If some calculations are related to CFG and need to separately process positive and negative prompts, but the input parameters on both sides are the same, CFG separation mode can be used, for example, Qwen-image's prompt encoding:

```python
class QwenImageUnit_PromptEmbedder(PipelineUnit):
    def __init__(self):
        super().__init__(
            seperate_cfg=True,
            input_params_posi={"prompt": "prompt"},
            input_params_nega={"prompt": "negative_prompt"},
            input_params=("edit_image",),
            output_params=("prompt_emb", "prompt_emb_mask"),
            onload_model_names=("text_encoder",)
        )

    def process(self, pipe: QwenImagePipeline, prompt, edit_image=None) -> dict:
        pipe.load_models_to_device(self.onload_model_names)
        # Do something
        return {"prompt_emb": prompt_embeds, "prompt_emb_mask": encoder_attention_mask}
```

If some calculations need global information, takeover mode is required, for example, Qwen-Image's entity partition control:

```python
class QwenImageUnit_EntityControl(PipelineUnit):
    def __init__(self):
        super().__init__(
            take_over=True,
            input_params=("eligen_entity_prompts", "width", "height", "eligen_enable_on_negative", "cfg_scale"),
            output_params=("entity_prompt_emb", "entity_masks", "entity_prompt_emb_mask"),
            onload_model_names=("text_encoder",)
        )

    def process(self, pipe: QwenImagePipeline, inputs_shared, inputs_posi, inputs_nega):
        # Do something
        return inputs_shared, inputs_posi, inputs_nega
```

The following are the parameter configurations required for Pipeline Unit:

* `seperate_cfg`: Whether to enable CFG separation mode
* `take_over`: Whether to enable takeover mode
* `input_params`: Shared input parameters
* `output_params`: Output parameters
* `input_params_posi`: Positive side input parameters
* `input_params_nega`: Negative side input parameters
* `onload_model_names`: Names of model components to be called

When designing `unit`, please try to follow these principles:

* Default fallback: For optional function `unit` input parameters, the default is `None` rather than `False` or other values.
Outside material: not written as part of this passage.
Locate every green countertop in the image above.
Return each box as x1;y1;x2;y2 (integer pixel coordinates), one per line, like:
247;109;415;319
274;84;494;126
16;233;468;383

Please provide fallback processing for this default value.
* Parameter triggering: Some Adapter models may not be loaded, such as ControlNet. The corresponding `unit` should control triggering based on whether the parameter input is `None` rather than whether the model is loaded. For example, when the user inputs `controlnet_image` but does not load the ControlNet model, the code should give an error rather than ignore these input parameters and continue execution.
* Simplicity first: Use direct mode as much as possible, only use takeover mode when the function cannot be implemented.
* VRAM efficiency: When calling models in `unit`, please use `pipe.load_models_to_device(self.onload_model_names)` to activate the corresponding models. Do not call other models outside `onload_model_names`. After `unit` calculation is completed, do not manually release VRAM with `pipe.load_models_to_device([])`.

> Q: Some parameters are not called during the inference process, such as `output_params`. Is it still necessary to configure them?
> 
> A: These parameters will not affect the inference process, but they will affect some experimental features. Therefore, we recommend configuring them properly. For example, "split training" - we can complete the preprocessing offline during training, but some model calculations that require gradient backpropagation cannot be split. These parameters are used to build computational graphs to infer which calculations can be split.

## `model_fn`

`model_fn` is the unified `forward` interface during iteration. For models where the open-source ecosystem is not yet formed, you can directly use the denoising model's `forward`, for example:

```python
def model_fn_new(dit=None, latents=None, timestep=None, prompt_emb=None, **kwargs):
    return dit(latents, prompt_emb, timestep)
```

For models with rich open-source ecosystems, `model_fn` usually contains complex and chaotic cross-model inference. Taking `diffsynth/pipelines/qwen_image.py` as an example, the additional calculations implemented in this function include: entity partition control, three types of ControlNet, Gradient Checkpointing, etc. Developers need to be extra careful when implementing this part to avoid conflicts between module functions.